Closed ksaunders73 closed 3 years ago

ksaunders73 commented 3 years ago

Hello!

I'm very new to statistics, so it may already be answered, but I just wanted to ask a clarifying question on how to interpret negative and zero UCell scores (do they represent genes being expressed less and equal to the mean respectively? Zero expression or negative expression?). I ran the equivalent of the following (though I did Z score transform it as well):

gene.sets <- list(c("CD2","CD3E","CD3D")
SeuratObject <- AddModuleScore_UCell(SeuratObject,features = gene.sets, name = "gene")
SeuratObject $signature_1gene <- (SeuratObject $signature_1gene - mean(SeuratObject $signature_1gene )) / sd(SeuratObject $signature_1gene )

Thanks for reading!

mass-a commented 3 years ago

Hello and thanks for using the tool.

By definition (check out the formula in the paper) UCell scores are bound between 0 and 1, so you won't have negative scores.

UCell scores are based on relative ranks, so they measure how the genes in your signature rank when compared to all other genes. The extreme cases would be that the three genes in your signature are the top three expressed genes (UCell score=1) or that all three have zero expression, in which case UCell score=0.

I hope this helps.

PS: you can more easily name signatures by assigning names to your list e.g.:

gene.sets <- list(mysignature1=c("CD2","CD3E","CD3D"),
                  mysignature2=c("CD19","BANK1","MS4A1"))
ksaunders73 commented 3 years ago

Hello @mass-a !

Thank you very much for replying and thank you as well for the great tool! I don't know if I am doing something wrong in terms of providing the genes or setting the assay wrong (I keep it at the RNA assay), or if the Z score transformation is affecting it somehow, but I do get negative scores in some of my UCell signatures following the structure of the code I provided in my question:

image

mass-a commented 3 years ago

Ah ok, I think I understand your question now.
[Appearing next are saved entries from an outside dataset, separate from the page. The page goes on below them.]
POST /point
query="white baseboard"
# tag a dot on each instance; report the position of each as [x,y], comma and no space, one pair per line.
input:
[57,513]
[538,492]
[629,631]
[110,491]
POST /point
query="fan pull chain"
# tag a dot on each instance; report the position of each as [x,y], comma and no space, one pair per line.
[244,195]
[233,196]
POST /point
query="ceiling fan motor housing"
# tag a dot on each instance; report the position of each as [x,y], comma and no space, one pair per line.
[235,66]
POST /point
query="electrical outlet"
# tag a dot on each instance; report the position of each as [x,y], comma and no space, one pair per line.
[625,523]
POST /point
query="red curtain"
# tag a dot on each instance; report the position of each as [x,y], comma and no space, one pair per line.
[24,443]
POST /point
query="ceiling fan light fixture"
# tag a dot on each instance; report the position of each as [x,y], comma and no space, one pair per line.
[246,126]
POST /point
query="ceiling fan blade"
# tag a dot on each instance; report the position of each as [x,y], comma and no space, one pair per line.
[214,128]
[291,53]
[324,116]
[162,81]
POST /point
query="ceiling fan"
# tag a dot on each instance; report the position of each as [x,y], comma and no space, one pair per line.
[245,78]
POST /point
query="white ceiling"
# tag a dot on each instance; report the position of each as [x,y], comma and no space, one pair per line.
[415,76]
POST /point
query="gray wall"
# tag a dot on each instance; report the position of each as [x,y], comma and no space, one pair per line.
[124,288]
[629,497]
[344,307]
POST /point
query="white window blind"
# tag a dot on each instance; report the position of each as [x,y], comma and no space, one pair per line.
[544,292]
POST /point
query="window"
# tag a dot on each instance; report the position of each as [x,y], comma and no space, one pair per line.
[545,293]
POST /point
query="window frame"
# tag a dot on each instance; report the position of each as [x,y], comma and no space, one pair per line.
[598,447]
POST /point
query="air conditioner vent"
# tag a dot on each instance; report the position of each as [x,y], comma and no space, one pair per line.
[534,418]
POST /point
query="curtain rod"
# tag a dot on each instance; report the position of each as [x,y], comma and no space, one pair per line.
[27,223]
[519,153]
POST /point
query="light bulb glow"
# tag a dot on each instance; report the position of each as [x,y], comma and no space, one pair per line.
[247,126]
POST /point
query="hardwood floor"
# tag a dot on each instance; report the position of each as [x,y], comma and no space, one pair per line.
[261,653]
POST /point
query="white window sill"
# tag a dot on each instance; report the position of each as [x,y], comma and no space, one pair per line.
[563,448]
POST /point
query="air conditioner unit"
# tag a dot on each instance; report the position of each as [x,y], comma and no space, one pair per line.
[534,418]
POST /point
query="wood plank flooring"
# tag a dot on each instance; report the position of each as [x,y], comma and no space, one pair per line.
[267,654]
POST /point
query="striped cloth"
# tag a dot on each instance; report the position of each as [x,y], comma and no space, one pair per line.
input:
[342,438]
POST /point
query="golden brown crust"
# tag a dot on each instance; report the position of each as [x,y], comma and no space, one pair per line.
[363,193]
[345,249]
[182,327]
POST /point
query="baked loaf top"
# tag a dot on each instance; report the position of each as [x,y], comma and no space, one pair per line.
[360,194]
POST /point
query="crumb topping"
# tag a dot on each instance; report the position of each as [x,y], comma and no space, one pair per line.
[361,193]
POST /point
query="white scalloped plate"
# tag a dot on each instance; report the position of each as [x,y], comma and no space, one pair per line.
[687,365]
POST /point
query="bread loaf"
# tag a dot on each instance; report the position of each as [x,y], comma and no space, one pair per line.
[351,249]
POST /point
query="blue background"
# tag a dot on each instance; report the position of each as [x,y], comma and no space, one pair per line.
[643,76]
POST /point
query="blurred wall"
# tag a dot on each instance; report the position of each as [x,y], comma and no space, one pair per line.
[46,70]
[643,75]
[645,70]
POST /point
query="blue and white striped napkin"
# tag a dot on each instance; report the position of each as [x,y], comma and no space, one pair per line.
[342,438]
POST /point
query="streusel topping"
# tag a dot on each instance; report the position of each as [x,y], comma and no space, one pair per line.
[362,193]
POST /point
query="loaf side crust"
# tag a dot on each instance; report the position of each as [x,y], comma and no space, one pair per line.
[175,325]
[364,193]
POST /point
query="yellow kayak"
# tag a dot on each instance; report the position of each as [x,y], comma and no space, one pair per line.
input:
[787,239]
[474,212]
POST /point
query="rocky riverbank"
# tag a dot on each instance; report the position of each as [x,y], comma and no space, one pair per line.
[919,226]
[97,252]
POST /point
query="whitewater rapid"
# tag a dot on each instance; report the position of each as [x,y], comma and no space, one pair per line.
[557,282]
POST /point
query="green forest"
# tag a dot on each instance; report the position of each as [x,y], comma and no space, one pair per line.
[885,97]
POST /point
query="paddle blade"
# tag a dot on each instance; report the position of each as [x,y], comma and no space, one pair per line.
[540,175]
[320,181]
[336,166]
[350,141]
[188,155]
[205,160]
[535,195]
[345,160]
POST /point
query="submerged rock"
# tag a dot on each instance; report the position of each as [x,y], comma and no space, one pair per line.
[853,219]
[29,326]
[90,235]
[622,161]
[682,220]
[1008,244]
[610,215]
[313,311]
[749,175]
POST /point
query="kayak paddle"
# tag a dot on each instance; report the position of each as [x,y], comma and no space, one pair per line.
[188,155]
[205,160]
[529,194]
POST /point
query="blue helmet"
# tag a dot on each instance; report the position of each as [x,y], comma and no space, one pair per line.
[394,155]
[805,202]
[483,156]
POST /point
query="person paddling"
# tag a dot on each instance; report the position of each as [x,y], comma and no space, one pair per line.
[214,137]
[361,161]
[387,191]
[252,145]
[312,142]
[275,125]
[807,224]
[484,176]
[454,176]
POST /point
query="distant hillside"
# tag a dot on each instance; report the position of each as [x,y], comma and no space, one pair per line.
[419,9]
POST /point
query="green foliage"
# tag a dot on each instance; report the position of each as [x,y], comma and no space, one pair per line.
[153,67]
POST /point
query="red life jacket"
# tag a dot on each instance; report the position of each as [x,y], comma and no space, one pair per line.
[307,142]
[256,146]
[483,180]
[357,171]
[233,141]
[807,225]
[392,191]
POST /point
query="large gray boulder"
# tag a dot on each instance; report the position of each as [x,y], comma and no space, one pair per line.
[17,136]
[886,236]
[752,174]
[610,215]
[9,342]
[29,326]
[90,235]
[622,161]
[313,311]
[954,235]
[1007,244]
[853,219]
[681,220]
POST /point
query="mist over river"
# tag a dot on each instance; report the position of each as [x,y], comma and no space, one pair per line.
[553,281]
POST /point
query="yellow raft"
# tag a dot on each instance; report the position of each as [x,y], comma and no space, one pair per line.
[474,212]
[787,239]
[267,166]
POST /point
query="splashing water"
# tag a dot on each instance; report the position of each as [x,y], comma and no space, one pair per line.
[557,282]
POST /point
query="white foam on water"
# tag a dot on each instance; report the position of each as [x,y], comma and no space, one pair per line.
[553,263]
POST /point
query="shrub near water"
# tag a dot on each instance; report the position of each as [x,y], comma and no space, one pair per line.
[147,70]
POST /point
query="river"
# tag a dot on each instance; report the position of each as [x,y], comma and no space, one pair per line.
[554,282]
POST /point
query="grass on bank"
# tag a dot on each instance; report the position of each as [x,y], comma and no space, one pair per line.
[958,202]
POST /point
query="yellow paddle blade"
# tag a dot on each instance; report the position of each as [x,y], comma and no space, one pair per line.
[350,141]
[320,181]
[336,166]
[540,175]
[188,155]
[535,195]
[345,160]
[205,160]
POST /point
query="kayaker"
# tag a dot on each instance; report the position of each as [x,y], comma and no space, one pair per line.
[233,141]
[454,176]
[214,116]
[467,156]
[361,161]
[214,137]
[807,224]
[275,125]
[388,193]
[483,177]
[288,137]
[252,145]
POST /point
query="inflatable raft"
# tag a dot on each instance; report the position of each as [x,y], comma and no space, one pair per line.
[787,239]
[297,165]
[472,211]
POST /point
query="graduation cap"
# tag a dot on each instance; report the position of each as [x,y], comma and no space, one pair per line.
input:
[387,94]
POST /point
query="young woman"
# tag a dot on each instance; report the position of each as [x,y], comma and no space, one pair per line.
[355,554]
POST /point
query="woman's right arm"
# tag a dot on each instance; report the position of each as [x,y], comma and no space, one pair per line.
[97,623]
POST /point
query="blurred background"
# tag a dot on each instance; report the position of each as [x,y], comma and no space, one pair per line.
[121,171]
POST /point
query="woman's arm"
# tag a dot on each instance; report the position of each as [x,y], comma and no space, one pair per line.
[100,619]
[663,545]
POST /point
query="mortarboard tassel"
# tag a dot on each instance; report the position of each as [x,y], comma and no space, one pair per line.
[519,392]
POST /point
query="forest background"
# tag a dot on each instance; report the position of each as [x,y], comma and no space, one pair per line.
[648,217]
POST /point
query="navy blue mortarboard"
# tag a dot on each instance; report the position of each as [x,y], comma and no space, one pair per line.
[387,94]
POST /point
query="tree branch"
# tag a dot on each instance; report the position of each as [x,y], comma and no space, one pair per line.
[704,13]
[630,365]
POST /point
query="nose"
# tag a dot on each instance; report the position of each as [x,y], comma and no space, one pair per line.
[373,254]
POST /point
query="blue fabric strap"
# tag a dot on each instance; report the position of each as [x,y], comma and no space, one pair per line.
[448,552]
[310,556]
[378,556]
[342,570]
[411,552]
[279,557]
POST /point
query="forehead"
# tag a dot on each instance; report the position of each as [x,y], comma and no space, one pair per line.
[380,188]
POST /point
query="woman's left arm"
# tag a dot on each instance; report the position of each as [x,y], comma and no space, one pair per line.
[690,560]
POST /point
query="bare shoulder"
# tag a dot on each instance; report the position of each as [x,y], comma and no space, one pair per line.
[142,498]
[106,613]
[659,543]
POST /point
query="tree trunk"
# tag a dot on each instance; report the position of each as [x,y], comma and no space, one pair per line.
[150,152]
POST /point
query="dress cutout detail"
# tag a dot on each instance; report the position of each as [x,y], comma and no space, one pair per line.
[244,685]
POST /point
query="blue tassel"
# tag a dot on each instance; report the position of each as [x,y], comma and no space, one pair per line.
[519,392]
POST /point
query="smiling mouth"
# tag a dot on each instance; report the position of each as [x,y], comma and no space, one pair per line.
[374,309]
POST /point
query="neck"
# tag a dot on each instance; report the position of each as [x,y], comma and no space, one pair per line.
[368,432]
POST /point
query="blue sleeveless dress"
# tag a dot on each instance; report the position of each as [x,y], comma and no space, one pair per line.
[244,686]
If you transform to Z-scores you will get positive and negative values for any distribution of values (unless they are all equal).

In your example, negative Z-scores simply correspond to cells with UCell scores below the mean, for the given signature. And the Z-score value will tell you by how many standard deviation they deviate from the mean. But keep in mind you are comparing cells, not genes as you hinted in the original question.

ksaunders73 commented 3 years ago

Hello @mass-a ! That makes sense, thank you very much!